Puisi: Satu Bunga (Karya S. Rukiah Kertapati)

Puisi "Satu Bunga" karya S. Rukiah Kertapati menggambarkan perasaan kesendirian dan harapan yang tersisa dalam keadaan yang tampak putus asa.
Satu Bunga


Musim bunga tiada lagi
daun-daun sudah kering
dan ranting
bergeletakan merindu hujan di pagi hari.

Musim bunga tiada lagi
tapi di tanganku masih ada
satu bunga berwarna dua:
“merah nyala
dan putih semurni kasih”

Bunga lain sudah gugur
bagai mayat pergi ke kubur
tinggal bungaku yang terlepas dari akar
nantikan hujan sebelum warna menjerit pudar.

Tapi seperti manusia
yang tak mau meninggalkan hari
ini bunga yang satu tak mau mati
dan aku pun hilang warna
bila bunga ini mati.

Di musim panas sebengis ini
masih menggeletar di tanganku
satu bunga berwarna dua:

Lindungi ia
dari jajahan matahari.

Balai Pustaka, Jakarta 1952

Sumber: Tandus (1952)

Analisis Puisi:
Puisi "Satu Bunga" karya S. Rukiah Kertapati adalah karya sastra yang merenungkan tentang musim bunga yang telah berakhir dan satu-satunya bunga yang tersisa. Puisi ini menggambarkan perasaan kesendirian dan harapan yang tersisa dalam keadaan yang tampak putus asa.

Musim Bunga yang Berakhir: Puisi ini membuka dengan gambaran tentang musim bunga yang telah berakhir. Daun-daun sudah kering dan ranting-ranting pohon merindukan hujan.
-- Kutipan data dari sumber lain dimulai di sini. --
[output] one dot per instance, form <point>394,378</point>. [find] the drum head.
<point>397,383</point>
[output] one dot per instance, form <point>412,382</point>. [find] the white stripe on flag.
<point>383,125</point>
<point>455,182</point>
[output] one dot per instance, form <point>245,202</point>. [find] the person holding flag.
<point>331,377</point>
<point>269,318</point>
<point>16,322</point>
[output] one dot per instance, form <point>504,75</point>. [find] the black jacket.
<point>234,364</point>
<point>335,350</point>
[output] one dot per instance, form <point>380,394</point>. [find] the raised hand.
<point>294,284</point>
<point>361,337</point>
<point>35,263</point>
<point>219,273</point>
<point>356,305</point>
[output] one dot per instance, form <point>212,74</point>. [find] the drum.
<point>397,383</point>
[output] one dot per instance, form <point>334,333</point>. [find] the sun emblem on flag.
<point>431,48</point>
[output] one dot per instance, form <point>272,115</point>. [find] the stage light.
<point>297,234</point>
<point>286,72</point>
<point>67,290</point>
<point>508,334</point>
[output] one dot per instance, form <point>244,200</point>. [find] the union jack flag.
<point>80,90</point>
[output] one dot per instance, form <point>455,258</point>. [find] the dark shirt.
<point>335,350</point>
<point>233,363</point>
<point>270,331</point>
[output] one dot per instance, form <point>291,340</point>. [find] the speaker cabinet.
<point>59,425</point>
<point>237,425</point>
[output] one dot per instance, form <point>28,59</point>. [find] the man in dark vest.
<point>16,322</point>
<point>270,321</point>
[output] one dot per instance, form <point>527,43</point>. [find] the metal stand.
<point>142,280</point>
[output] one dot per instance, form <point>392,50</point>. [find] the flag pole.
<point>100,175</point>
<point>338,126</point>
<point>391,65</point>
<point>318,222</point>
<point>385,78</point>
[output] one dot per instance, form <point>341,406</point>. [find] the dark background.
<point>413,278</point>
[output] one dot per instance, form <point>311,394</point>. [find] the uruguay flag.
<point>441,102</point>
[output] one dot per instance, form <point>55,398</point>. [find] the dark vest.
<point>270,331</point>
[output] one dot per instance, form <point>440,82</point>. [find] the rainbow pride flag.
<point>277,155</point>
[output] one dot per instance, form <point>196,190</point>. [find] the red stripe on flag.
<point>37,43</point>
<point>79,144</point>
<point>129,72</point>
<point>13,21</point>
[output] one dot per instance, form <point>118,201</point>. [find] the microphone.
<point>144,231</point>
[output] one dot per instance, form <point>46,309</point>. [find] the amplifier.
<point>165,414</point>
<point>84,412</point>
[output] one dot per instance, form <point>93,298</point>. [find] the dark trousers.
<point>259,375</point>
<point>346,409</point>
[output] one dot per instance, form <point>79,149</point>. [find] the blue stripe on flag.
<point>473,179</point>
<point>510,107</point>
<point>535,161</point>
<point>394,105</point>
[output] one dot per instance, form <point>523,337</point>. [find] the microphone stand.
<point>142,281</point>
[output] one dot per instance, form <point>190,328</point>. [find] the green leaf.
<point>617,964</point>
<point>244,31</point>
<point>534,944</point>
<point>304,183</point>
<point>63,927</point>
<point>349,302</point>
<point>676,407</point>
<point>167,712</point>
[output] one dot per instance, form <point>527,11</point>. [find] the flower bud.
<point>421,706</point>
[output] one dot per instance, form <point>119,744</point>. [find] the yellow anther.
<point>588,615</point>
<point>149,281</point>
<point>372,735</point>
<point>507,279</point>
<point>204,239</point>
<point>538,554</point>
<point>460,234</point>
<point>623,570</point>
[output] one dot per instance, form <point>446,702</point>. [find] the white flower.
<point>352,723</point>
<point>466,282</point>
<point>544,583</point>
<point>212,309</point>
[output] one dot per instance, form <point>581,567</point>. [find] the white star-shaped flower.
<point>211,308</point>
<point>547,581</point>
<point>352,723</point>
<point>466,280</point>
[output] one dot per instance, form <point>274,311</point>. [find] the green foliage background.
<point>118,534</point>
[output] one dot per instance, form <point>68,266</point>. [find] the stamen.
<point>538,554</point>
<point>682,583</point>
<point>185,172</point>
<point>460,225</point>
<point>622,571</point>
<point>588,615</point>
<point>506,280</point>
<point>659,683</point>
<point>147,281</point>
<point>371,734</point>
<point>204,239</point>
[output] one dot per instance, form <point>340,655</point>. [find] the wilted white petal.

Ini menciptakan gambaran musim yang gugur dan penuh dengan kekeringan.

Satu Bunga yang Tersisa: Penyair menggambarkan bahwa di tangannya masih ada satu bunga yang tersisa. Bunga ini adalah simbol dari harapan dan keindahan yang tersisa dalam keadaan yang sulit.

Deskripsi Bunga: Puisi ini menggambarkan bunga ini dengan rinci. Bunga tersebut memiliki dua warna, "merah nyala dan putih semurni kasih." Ini bisa diinterpretasikan sebagai perwujudan cinta, keindahan, atau harapan yang masih tersisa meskipun musim telah berakhir.

Bunga yang Terlepas dari Akar: Penyair menyebutkan bahwa bunga ini telah terlepas dari akarnya. Ini bisa menggambarkan perasaan keterputusan atau perpisahan dengan asal-usul atau akar yang kuat.

Harapan yang Tersisa: Meskipun musim telah berakhir dan bunga-bunga lain telah gugur, satu bunga ini masih memiliki harapan. Penyair menyatakan bahwa bunga ini masih "menggeletar" meskipun di musim panas yang panas.

Lindungi dari Matahari: Puisi ini diakhiri dengan permohonan untuk melindungi bunga tersebut dari "jajahan matahari." Ini menciptakan perasaan perhatian dan cinta terhadap keindahan yang masih tersisa dalam keadaan yang sulit.

Simbolisme: Puisi ini menggunakan bunga sebagai simbol untuk menggambarkan perasaan dan harapan manusia dalam situasi yang sulit. Bunga tersebut menjadi representasi dari kekuatan manusia untuk bertahan dalam musim sulit.

Puisi "Satu Bunga" adalah karya yang merenungkan tentang keindahan dan harapan yang tersisa dalam keadaan yang sulit. Ini menciptakan perasaan ketahanan dan kekuatan manusia dalam menghadapi perubahan dan perpisahan.

S. Rukiah Kertapati
Puisi: Satu Bunga
Karya: S. Rukiah Kertapati

Biodata S. Rukiah Kertapati:
  • S. Rukiah lahir pada tanggal 25 April 1927 di Purwakarta.
  • S. Rukiah menikah dengan Sidik Kertapati pada tanggal 2 Februari 1952 di Purwakarta.
  • S. Rukiah meninggal dunia pada tanggal 6 Juni 1996 di Purwakarta.